Registration for your teen is the second step.

You may be able to get help discovering services for your child if you reside in an area with a state agency that deals with developmental disabilities. Your adolescent must be registered with the state’s agency for people with developmental disabilities to be eligible. It’s best to get your name on the list as soon as possible to avoid the ten-year wait for services like group home placement.

Using the online Benefit Finder provided by the U.S. government, parents may quickly and easily determine whether their children are eligible for various types of financial assistance.

Take a look at post-secondary options in Step 3.

What’s out there if you don’t know what your teen wants to do in higher education or job training? From a range of alternatives, including:

  • Traditional four-year institutions. There should be an office of disability services at colleges and universities which can connect your teen to resources and activities that can aid them. Several schools provide services like peer mentoring and flexible scheduling to fit your teen’s learning style. Students who study better in a non-classroom environment may find online degree programs advantageous.
  • Community and two-year institutions of higher education. Adults with developmental disabilities can benefit from unique programs at community colleges. Check to see if there is one near you.
  • High school students are given hands-on instruction in various trades at vocational or technical schools.
  • Teaching life skills such as cooking and housekeeping and job-related skills like interviewing and financial literacy. Your local community college might be able to offer these classes to your son or daughter if they didn’t in high school.

Talk about your teen’s interests and abilities with them before deciding on their future. Talking to a vocational counselor might help you figure out what real-world talents your teen possesses. A career counselor can assist in identifying the competencies required by businesses.

Remember that your teen is still developing and learning new things every day. When high school is through, they may have made a different choice. As you make plans, remember to be adaptable and open to new possibilities.

Step 4: Do the Legal Work

Children who turn 18 are legally considered adults, no matter how young they may be. Consider obtaining a power of attorney if your adolescent cannot make decisions regarding their health or finances. As a result, you can continue to make medical and financial decisions on your adolescent’s behalf.

Examine your alternatives for medical coverage as well. There is now a provision that allows adult children to continue on their parent’s private health insurance plan until 26 years of age. If you’re between 18 and 25, you may be eligible for Medicaid health insurance. Make sure your teen gets all the benefits they are entitled to, including Social Security and Supplemental Security Income (SSI).

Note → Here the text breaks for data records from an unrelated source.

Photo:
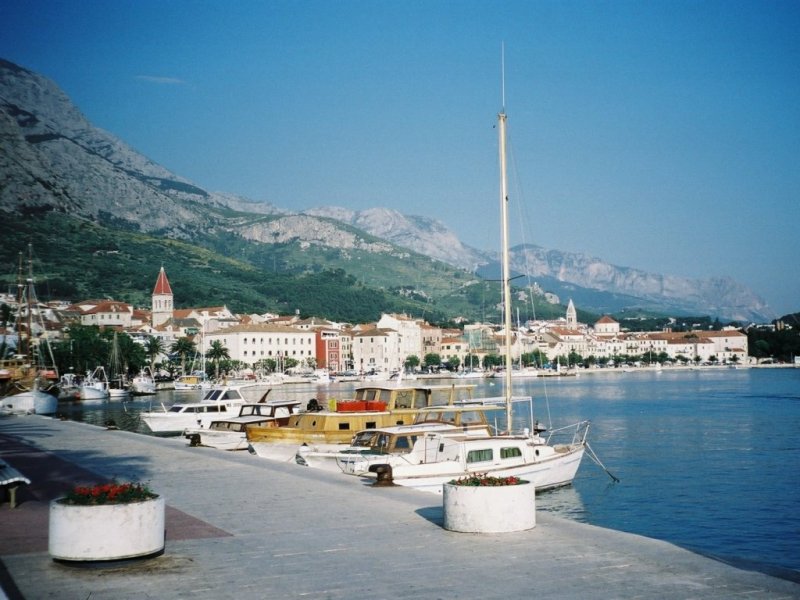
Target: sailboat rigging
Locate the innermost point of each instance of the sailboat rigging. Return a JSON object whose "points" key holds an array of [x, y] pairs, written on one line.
{"points": [[437, 457], [28, 377]]}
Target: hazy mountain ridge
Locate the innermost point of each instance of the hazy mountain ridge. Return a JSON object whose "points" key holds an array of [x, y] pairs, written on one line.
{"points": [[53, 159]]}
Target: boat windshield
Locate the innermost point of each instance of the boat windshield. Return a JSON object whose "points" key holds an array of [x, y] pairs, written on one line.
{"points": [[365, 439]]}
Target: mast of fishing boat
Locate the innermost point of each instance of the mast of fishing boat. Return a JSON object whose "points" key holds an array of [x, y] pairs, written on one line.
{"points": [[501, 126]]}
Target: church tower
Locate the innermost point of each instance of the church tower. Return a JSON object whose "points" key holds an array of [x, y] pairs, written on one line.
{"points": [[162, 300], [572, 316]]}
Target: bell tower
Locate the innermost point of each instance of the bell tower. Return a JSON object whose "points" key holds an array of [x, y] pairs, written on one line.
{"points": [[572, 315], [162, 300]]}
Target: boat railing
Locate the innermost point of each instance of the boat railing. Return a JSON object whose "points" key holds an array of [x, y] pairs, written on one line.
{"points": [[572, 435]]}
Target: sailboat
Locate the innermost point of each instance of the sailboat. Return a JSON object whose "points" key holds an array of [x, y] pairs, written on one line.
{"points": [[95, 386], [117, 381], [28, 379], [438, 457]]}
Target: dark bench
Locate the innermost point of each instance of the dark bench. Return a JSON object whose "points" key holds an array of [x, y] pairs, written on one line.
{"points": [[10, 480]]}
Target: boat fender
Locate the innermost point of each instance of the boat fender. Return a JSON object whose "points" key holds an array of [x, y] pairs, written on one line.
{"points": [[384, 474]]}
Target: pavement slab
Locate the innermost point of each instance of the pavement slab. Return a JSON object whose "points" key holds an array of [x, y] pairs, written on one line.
{"points": [[242, 527]]}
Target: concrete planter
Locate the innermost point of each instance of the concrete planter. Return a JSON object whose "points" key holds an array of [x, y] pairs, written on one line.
{"points": [[106, 532], [489, 509]]}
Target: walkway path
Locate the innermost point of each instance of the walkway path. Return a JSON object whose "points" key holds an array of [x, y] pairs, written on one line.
{"points": [[243, 527]]}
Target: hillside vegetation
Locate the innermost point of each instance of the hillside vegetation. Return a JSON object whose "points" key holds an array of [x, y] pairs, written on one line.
{"points": [[76, 259]]}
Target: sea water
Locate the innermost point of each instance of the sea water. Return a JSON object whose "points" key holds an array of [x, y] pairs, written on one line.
{"points": [[707, 459]]}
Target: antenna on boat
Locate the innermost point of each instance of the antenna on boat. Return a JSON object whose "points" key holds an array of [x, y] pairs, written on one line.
{"points": [[501, 126], [503, 76]]}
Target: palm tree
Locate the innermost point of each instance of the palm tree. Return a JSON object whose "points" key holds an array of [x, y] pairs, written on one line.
{"points": [[153, 348], [216, 353], [183, 347]]}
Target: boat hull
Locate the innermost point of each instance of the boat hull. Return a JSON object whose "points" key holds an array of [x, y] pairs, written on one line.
{"points": [[30, 402], [557, 471]]}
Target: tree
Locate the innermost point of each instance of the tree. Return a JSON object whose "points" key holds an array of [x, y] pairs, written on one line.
{"points": [[183, 347], [411, 362], [432, 359], [216, 353], [574, 358]]}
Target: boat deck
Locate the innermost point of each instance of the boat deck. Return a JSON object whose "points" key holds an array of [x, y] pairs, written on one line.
{"points": [[243, 527]]}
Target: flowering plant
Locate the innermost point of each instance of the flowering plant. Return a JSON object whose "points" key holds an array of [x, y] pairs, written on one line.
{"points": [[479, 479], [108, 493]]}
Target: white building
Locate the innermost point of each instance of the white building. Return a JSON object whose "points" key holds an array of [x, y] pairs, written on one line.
{"points": [[377, 350], [409, 330], [252, 343]]}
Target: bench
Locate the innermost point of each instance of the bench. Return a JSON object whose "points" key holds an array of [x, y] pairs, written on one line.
{"points": [[10, 480]]}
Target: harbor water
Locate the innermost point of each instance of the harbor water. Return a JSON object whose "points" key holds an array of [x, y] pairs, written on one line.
{"points": [[707, 459]]}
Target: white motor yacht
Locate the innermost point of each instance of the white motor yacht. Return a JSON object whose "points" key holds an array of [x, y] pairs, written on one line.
{"points": [[218, 402]]}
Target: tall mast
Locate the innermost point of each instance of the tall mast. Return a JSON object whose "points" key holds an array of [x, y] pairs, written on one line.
{"points": [[501, 126]]}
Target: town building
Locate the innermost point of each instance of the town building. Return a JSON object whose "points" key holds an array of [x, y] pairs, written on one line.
{"points": [[255, 342]]}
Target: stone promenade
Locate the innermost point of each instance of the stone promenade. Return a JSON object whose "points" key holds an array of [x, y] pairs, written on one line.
{"points": [[243, 527]]}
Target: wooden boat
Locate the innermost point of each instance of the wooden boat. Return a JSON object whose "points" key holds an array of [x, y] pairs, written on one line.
{"points": [[230, 434], [438, 457], [372, 446], [28, 379]]}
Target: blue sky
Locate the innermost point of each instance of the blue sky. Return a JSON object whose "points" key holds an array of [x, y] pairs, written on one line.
{"points": [[658, 135]]}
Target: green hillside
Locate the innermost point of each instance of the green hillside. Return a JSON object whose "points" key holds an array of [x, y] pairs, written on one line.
{"points": [[77, 259]]}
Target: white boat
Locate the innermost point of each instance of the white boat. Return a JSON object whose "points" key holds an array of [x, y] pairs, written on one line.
{"points": [[68, 387], [144, 384], [95, 386], [371, 446], [219, 401], [230, 434], [191, 382], [117, 381], [438, 457]]}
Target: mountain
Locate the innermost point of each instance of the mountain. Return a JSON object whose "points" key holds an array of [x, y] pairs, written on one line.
{"points": [[53, 160]]}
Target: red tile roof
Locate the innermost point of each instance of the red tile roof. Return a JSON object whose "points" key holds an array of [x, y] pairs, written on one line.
{"points": [[162, 284]]}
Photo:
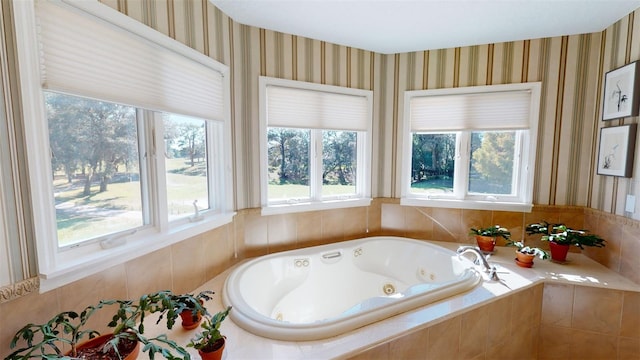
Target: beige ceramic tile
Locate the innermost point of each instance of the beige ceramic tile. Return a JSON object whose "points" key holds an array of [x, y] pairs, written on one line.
{"points": [[629, 250], [189, 264], [411, 346], [448, 225], [587, 345], [476, 219], [281, 232], [380, 352], [554, 342], [628, 349], [106, 285], [597, 309], [256, 241], [393, 218], [149, 273], [309, 228], [557, 304], [630, 325], [219, 250], [419, 223], [333, 225], [33, 308], [474, 327], [355, 224], [444, 340], [500, 312], [608, 256], [573, 217], [525, 308], [514, 221]]}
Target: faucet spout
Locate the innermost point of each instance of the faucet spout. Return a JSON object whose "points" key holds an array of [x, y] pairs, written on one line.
{"points": [[479, 256]]}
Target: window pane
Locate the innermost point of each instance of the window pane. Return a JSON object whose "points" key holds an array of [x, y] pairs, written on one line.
{"points": [[96, 170], [433, 163], [339, 160], [288, 163], [186, 165], [491, 166]]}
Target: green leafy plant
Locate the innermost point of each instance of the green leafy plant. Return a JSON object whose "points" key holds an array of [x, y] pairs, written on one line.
{"points": [[529, 250], [561, 234], [192, 302], [67, 329], [492, 231], [210, 338]]}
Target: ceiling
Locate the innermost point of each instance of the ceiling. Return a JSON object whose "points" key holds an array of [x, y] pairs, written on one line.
{"points": [[396, 26]]}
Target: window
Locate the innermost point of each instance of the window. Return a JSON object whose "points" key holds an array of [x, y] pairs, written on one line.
{"points": [[471, 147], [315, 148], [129, 146]]}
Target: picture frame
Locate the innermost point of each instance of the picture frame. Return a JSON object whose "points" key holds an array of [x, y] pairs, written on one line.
{"points": [[621, 94], [616, 150]]}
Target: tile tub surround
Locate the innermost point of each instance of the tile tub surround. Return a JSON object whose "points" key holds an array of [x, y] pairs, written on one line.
{"points": [[426, 330]]}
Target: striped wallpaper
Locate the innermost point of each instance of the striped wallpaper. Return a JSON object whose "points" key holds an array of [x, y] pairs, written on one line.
{"points": [[571, 69]]}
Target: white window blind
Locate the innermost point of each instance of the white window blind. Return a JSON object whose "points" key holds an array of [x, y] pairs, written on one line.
{"points": [[84, 55], [504, 110], [294, 108]]}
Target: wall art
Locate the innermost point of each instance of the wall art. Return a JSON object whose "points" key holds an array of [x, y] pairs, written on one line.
{"points": [[621, 95], [617, 147]]}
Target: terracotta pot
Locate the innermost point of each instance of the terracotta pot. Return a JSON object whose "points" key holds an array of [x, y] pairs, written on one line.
{"points": [[558, 251], [187, 319], [215, 354], [524, 260], [98, 341], [486, 243]]}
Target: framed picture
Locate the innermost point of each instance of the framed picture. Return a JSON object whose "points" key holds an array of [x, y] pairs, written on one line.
{"points": [[621, 95], [617, 147]]}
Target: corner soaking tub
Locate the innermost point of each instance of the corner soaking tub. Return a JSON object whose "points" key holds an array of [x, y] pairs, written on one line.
{"points": [[323, 291]]}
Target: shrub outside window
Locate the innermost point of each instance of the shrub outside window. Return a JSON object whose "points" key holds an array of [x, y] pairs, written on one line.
{"points": [[314, 149], [471, 147]]}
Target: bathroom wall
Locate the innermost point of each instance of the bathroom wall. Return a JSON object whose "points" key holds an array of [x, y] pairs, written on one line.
{"points": [[571, 69]]}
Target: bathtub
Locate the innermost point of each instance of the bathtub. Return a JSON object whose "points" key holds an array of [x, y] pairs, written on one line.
{"points": [[323, 291]]}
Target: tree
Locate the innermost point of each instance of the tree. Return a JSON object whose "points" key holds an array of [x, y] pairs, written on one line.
{"points": [[191, 140], [95, 135], [289, 155], [339, 157], [433, 155], [493, 159]]}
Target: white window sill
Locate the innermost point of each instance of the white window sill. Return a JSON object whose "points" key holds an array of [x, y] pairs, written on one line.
{"points": [[127, 248], [314, 206], [468, 204]]}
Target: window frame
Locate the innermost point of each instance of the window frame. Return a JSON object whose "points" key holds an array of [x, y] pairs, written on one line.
{"points": [[58, 267], [524, 156], [362, 197]]}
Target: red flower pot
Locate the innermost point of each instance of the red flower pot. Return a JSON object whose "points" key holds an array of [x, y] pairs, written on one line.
{"points": [[558, 251], [93, 346], [486, 243], [215, 354], [524, 260], [188, 323]]}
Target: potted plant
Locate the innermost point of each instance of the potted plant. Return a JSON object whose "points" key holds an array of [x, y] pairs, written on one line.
{"points": [[191, 311], [486, 237], [210, 342], [560, 237], [526, 254], [67, 329]]}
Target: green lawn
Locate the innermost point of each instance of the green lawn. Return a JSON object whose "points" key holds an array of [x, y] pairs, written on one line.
{"points": [[300, 191], [81, 217]]}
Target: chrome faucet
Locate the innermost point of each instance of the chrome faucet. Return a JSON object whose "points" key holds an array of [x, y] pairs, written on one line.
{"points": [[480, 258]]}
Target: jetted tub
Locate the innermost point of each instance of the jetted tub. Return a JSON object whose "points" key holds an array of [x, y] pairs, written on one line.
{"points": [[323, 291]]}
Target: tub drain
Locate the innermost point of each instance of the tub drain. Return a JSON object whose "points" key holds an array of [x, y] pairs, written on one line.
{"points": [[388, 289]]}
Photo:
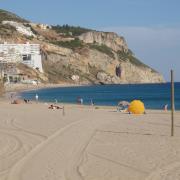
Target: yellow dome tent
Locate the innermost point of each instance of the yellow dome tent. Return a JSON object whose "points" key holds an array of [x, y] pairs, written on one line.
{"points": [[136, 107]]}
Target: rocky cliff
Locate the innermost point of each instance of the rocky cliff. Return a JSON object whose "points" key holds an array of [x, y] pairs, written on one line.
{"points": [[79, 55]]}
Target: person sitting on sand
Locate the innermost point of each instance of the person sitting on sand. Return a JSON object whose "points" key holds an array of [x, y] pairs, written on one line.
{"points": [[54, 107], [26, 100]]}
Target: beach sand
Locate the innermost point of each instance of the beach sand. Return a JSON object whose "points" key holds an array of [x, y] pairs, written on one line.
{"points": [[37, 143]]}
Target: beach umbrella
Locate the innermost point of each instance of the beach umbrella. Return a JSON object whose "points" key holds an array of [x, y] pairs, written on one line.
{"points": [[136, 107]]}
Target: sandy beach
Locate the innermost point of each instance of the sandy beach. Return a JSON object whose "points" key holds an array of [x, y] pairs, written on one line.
{"points": [[86, 143]]}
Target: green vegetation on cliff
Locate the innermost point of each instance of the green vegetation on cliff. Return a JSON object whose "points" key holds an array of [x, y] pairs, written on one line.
{"points": [[70, 30], [76, 43], [8, 16], [104, 49]]}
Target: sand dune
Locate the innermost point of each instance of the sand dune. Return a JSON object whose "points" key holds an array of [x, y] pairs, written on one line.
{"points": [[86, 143]]}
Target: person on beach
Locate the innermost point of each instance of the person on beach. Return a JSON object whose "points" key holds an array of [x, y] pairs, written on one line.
{"points": [[92, 103], [165, 107], [37, 98]]}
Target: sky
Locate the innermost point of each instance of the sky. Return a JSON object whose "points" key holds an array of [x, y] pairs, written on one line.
{"points": [[150, 27]]}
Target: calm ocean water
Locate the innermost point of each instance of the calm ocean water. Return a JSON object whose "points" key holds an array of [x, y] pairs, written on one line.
{"points": [[154, 96]]}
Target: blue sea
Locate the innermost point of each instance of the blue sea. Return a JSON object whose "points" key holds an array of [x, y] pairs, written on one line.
{"points": [[154, 96]]}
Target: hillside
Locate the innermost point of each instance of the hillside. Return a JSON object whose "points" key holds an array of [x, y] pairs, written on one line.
{"points": [[80, 55]]}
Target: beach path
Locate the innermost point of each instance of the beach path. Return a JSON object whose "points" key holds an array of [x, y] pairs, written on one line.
{"points": [[90, 144]]}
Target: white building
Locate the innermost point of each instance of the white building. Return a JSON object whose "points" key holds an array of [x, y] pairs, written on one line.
{"points": [[20, 28], [28, 54]]}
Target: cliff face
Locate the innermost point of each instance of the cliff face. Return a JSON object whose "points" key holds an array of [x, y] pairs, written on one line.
{"points": [[93, 66], [111, 40], [79, 55]]}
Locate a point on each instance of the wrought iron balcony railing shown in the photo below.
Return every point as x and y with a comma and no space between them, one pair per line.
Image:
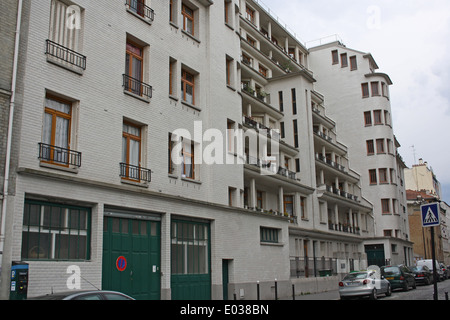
137,86
65,54
58,155
135,173
141,9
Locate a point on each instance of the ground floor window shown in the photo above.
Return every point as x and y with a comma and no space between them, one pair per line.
190,247
55,231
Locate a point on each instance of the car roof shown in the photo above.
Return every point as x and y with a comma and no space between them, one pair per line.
73,293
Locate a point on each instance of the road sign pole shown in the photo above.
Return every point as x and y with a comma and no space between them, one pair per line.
433,257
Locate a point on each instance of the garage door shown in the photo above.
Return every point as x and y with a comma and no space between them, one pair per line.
132,256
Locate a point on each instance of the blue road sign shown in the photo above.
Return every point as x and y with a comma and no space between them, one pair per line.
430,215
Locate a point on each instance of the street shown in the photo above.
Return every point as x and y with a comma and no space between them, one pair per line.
422,292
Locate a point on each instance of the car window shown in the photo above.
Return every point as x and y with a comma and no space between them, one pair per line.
356,275
89,296
391,270
114,296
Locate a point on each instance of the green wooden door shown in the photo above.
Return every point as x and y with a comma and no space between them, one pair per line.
139,242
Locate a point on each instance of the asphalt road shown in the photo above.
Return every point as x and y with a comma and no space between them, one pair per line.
422,292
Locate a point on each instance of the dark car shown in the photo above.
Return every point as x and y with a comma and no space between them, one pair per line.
422,274
84,295
399,277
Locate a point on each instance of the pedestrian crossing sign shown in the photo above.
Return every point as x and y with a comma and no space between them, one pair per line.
430,215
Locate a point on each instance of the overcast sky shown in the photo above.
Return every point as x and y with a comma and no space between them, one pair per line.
410,41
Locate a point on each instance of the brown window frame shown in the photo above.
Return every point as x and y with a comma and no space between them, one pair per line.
185,82
128,137
187,16
373,176
55,114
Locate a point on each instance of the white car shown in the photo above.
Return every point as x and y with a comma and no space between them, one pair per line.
364,283
429,264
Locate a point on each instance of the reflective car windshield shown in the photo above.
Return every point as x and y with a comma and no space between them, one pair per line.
356,276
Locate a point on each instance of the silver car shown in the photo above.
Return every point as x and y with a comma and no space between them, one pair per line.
364,283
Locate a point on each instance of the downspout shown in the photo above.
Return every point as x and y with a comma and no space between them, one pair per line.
10,131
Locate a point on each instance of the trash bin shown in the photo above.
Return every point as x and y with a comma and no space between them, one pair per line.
325,273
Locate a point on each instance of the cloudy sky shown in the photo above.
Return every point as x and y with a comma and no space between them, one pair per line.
410,41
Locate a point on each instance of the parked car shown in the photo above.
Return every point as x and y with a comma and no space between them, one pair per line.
429,264
445,271
84,295
364,283
422,274
399,277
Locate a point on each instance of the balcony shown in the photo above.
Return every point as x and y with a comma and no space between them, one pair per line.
137,87
139,8
59,156
64,57
134,173
341,193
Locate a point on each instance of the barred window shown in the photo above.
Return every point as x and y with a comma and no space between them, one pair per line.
269,235
190,247
55,232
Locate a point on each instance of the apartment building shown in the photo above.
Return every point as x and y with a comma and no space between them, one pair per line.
359,102
189,138
313,182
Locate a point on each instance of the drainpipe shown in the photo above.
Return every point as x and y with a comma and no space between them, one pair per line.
10,131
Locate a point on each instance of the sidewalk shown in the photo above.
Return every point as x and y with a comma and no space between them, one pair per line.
329,295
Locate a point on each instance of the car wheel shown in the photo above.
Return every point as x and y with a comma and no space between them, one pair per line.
373,296
389,291
405,286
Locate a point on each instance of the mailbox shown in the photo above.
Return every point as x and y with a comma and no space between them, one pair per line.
19,281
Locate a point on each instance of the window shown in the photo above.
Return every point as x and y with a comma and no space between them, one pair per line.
365,90
139,7
377,117
383,175
294,101
55,232
375,90
189,247
263,70
280,100
259,199
344,60
250,14
56,133
64,40
303,207
131,152
171,164
188,162
269,235
385,207
188,87
295,133
172,14
373,176
188,19
172,73
288,203
335,56
368,118
370,147
380,146
134,66
353,63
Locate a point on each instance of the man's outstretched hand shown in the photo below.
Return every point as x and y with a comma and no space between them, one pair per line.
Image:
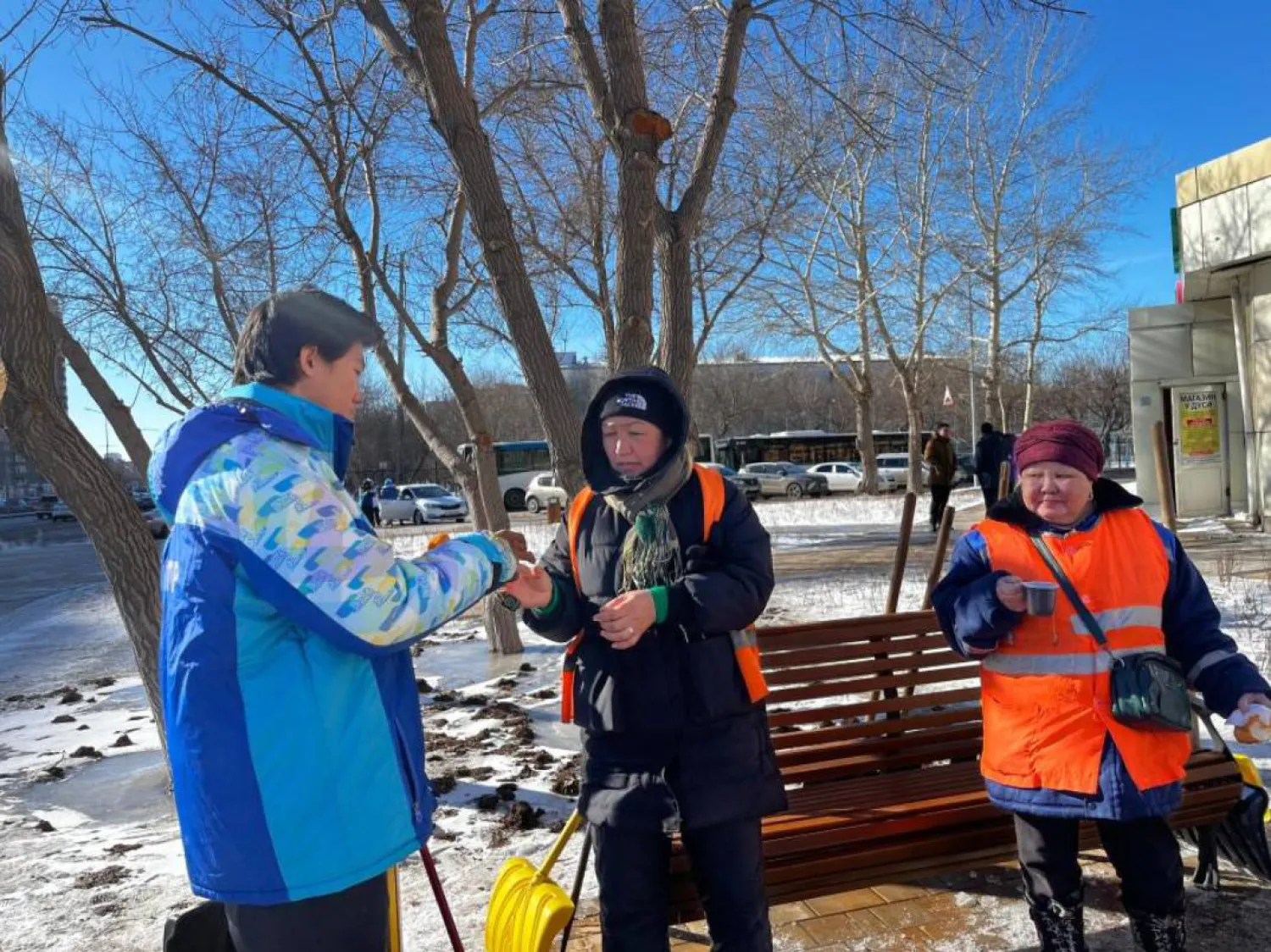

In addition, it is a good time to go through your will. Ask your other children whether they’d be interested in providing the care for your teen when they are older.

Step 5: Talk about your sexuality.

They are going through the process of growing up. This implies that they are interested in engaging in a sexually explicit form of intimacy. Consult with your teen’s doctor about options for preventing unwanted pregnancies and sexually transmitted diseases if they can do so (STDs).

Sadly, sexual assault is particularly common among people with impairments. Talking with your teen about proper and incorrect sexual activity is essential. Let your kid know that they can come to you if they ever feel unsafe or if someone inappropriately touches your teen.

In the sixth step, look for new doctors.

For years, a team of doctors, experts, and therapists may have helped your child. However, most child-centered health care providers require that your teen moves to adult treatment by 21.

Inquire with your child’s existing caregivers about possible replacements for the person who is now caring for your teen. In addition, family members, support groups, and national autism awareness organizations may be able to recommend services.